In 1971, President Nixon imposed national price controls and took the United States off the gold standard, an extreme measure intended to end an ongoing currency war that had destroyed faith in the U.S. dollar. Today we are engaged in a new currency war, and this time the consequences will be far worse than those that confronted Nixon.


Currency wars are one of the most destructive and feared outcomes in international economics. At best, they offer the sorry spectacle of countries' stealing growth from their trading partners. At worst, they degenerate into sequential bouts of inflation, recession, retaliation, and sometimes actual violence. Left unchecked, the next currency war could lead to a crisis worse than the panic of 2008.

Currency wars have happened before-twice in the last century alone-and they always end badly. Time and again, paper currencies have collapsed, assets have been frozen, gold has been confiscated, and capital controls have been imposed. And the next crash is overdue. Recent headlines about the debasement of the dollar, bailouts in Greece and Ireland, and Chinese currency manipulation are all indicators of the growing conflict.

As James Rickards argues in Currency Wars, this is more than just a concern for economists and investors. The United States is facing serious threats to its national security, from clandestine gold purchases by China to the hidden agendas of sovereign wealth funds. Greater than any single threat is the very real danger of the collapse of the dollar itself.
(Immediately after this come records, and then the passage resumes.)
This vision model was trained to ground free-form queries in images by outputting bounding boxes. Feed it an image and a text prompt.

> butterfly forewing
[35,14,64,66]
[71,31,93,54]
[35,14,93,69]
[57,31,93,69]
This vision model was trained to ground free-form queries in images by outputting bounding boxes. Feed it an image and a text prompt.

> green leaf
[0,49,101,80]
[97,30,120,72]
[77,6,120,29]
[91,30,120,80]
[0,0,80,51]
Baffling to many observers is the rank failure of economists to foresee or prevent the economic catastrophes of recent years. Not only have their theories failed to prevent calamity, they are making the currency wars worse. The U. S. Federal Reserve has engaged in the greatest gamble in the history of finance, a sustained effort to stimulate the economy by printing money on a trillion-dollar scale. Its solutions present hidden new dangers while resolving none of the current dilemmas.

While the outcome of the new currency war is not yet certain, some version of the worst-case scenario is almost inevitable if U.S. and world economic leaders fail to learn from the mistakes of their predecessors. Rickards untangles the web of failed paradigms, wishful thinking, and arrogance driving current public policy and points the way toward a more informed and effective course of action.

From the Hardcover edition.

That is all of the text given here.